The title and subtitle of this book again had, like the book by "Epictetus," something to do with Jesus, but in a dark and spooky way, In this case, the book was about some very old, spooky ritual that was directly connected to the powers Jesus had.
The book appealed to me on so many levels. I loved its cheesy look. I loved its cheap bulkiness. And there's always something I love about the 1960s and 1970s style of getting into the deep, scary issues of mysticism -- the way the vapid, blunt American speech wraps itself around that ancient complexity and terror -- or, rather, the way I always wish it would do that.
I picked up the book and flipped it around. The photo on the back was of a green hillside and blue sky in the background before which stood "Jesus" and two modern people, maybe two children, maybe a black boy and a white girl. The back caption once again spoke of the secrets of Jesus's power, though this time much less obscurely and intellectually frightening and more self-help-focused and more obviously centered, not around "the ancient magician" but around Jesus.
I knew if the man and the woman saw the back this book, they'd laugh at me for thinking Jesus was cool. I flipped the book around so the front cover would be visible while I carried it. But I noticed then that even the title on the front was obviously about Jesus being cool and magic. I hesitated over taking the book. I may even have put it away.
To mask my taking the book I walked over to the right of the couch (now inside), where there was a makeshift "book"shelf against the wall. It was full of CDs, DVDs, and videotapes all in security casings. I think there were books behind the lowest level (which was the floor) at first. But as I flipped through the CDs the "books" behind them became videotapes.
There was a theme to all the videotapes, which all had cheesy, cheap, solid-colored boxes.
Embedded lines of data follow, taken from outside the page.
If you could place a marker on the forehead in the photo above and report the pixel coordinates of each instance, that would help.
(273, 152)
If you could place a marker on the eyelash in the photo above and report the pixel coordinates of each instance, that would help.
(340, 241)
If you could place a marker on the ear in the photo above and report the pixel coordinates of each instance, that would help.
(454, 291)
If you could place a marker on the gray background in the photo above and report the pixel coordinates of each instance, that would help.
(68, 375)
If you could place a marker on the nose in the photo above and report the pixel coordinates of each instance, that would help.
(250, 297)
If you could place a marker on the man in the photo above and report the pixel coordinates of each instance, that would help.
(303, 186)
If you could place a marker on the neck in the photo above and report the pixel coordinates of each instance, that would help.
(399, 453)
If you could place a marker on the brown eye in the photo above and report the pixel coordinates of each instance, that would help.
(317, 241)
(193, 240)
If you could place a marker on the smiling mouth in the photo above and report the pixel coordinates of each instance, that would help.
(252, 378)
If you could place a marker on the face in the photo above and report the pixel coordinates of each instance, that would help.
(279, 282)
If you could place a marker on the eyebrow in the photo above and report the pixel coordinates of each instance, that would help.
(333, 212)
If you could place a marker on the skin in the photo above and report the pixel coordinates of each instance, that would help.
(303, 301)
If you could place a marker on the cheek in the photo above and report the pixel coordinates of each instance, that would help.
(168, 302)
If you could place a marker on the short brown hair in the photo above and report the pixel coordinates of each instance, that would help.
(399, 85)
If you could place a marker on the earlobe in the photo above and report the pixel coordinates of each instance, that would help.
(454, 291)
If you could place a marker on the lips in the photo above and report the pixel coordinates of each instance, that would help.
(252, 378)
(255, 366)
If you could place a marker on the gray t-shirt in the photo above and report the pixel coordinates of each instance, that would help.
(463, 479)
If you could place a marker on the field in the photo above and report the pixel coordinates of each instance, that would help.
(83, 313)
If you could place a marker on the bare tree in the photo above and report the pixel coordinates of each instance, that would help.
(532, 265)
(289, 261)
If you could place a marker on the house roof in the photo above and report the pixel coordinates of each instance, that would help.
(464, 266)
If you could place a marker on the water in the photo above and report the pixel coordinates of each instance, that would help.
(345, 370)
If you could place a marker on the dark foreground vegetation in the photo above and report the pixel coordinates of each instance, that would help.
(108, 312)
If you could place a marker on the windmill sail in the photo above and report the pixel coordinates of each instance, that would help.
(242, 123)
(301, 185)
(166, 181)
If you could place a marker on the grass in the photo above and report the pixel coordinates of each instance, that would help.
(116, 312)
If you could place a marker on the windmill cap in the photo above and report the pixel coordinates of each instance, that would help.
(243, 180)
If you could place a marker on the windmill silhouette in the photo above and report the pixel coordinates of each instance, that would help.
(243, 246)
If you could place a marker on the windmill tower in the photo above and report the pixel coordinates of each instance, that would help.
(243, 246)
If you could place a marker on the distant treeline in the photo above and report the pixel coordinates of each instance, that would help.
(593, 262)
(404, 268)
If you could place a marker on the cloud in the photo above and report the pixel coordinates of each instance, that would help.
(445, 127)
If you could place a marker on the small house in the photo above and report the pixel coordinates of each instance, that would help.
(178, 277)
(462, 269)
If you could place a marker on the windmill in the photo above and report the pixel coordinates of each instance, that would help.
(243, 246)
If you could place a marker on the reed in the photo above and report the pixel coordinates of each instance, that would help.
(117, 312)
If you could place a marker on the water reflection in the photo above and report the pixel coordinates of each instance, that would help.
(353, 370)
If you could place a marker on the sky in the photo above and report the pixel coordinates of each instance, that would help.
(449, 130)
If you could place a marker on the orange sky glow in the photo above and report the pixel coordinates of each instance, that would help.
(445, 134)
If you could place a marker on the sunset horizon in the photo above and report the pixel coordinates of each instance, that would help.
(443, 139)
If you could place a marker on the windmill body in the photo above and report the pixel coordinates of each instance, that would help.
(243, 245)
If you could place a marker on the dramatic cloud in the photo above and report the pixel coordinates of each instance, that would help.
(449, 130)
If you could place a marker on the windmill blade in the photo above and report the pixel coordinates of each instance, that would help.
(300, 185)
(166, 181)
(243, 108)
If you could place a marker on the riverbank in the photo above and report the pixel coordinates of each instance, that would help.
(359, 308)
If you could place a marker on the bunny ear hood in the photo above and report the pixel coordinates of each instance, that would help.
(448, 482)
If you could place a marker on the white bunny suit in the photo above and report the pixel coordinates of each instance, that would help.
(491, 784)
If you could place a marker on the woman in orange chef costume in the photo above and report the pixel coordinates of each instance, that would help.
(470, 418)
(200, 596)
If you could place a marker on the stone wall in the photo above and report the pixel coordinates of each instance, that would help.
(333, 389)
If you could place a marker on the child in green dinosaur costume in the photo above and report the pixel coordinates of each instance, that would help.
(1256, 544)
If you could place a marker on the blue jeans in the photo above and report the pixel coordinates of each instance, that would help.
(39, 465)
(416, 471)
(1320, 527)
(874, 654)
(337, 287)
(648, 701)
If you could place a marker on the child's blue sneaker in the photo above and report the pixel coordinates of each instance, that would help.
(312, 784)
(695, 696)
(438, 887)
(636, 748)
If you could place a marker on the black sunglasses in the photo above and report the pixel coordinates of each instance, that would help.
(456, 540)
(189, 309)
The theme weas that one seriously had to question whether one should work in the mainstream at all, since to do that work would mean to succumb to the evils of the industries. The videos were all stories of these industry evils, how the industries were set to hook people on consumption, and how this consumption resulted in the murder and destruction of many people.
I hadn't been looking for any of that. I just wanted something plain and easy and big enough to cover up the title of the mystical book I wanted to take.
The couple on the couch addressed me. "Remember the old days, Preemie? You sure did a lot of silly things back then." I now pulled out a CD with a picture of me on the cover. I was dressed like I dressed in college. I was knelt down over dusty ground, throwing up.
The couple said something like, "When are you going to give us that CD you promised to give us as a present?"
I pulled out another CD. The cover showed me in the same position, still throwing up. But this time I wore green Nomex pants and a navy blue t-shirt -- the firefighting outfit I'd had while working at an Americorps program near Los Alamos, New Mexico.
I felt a little lost as I looked at this photo. I thought I should feel disappointed. But from the fact that, other than any puking, I looked so good and healthy, I couldn't tell why I should feel so disappointed.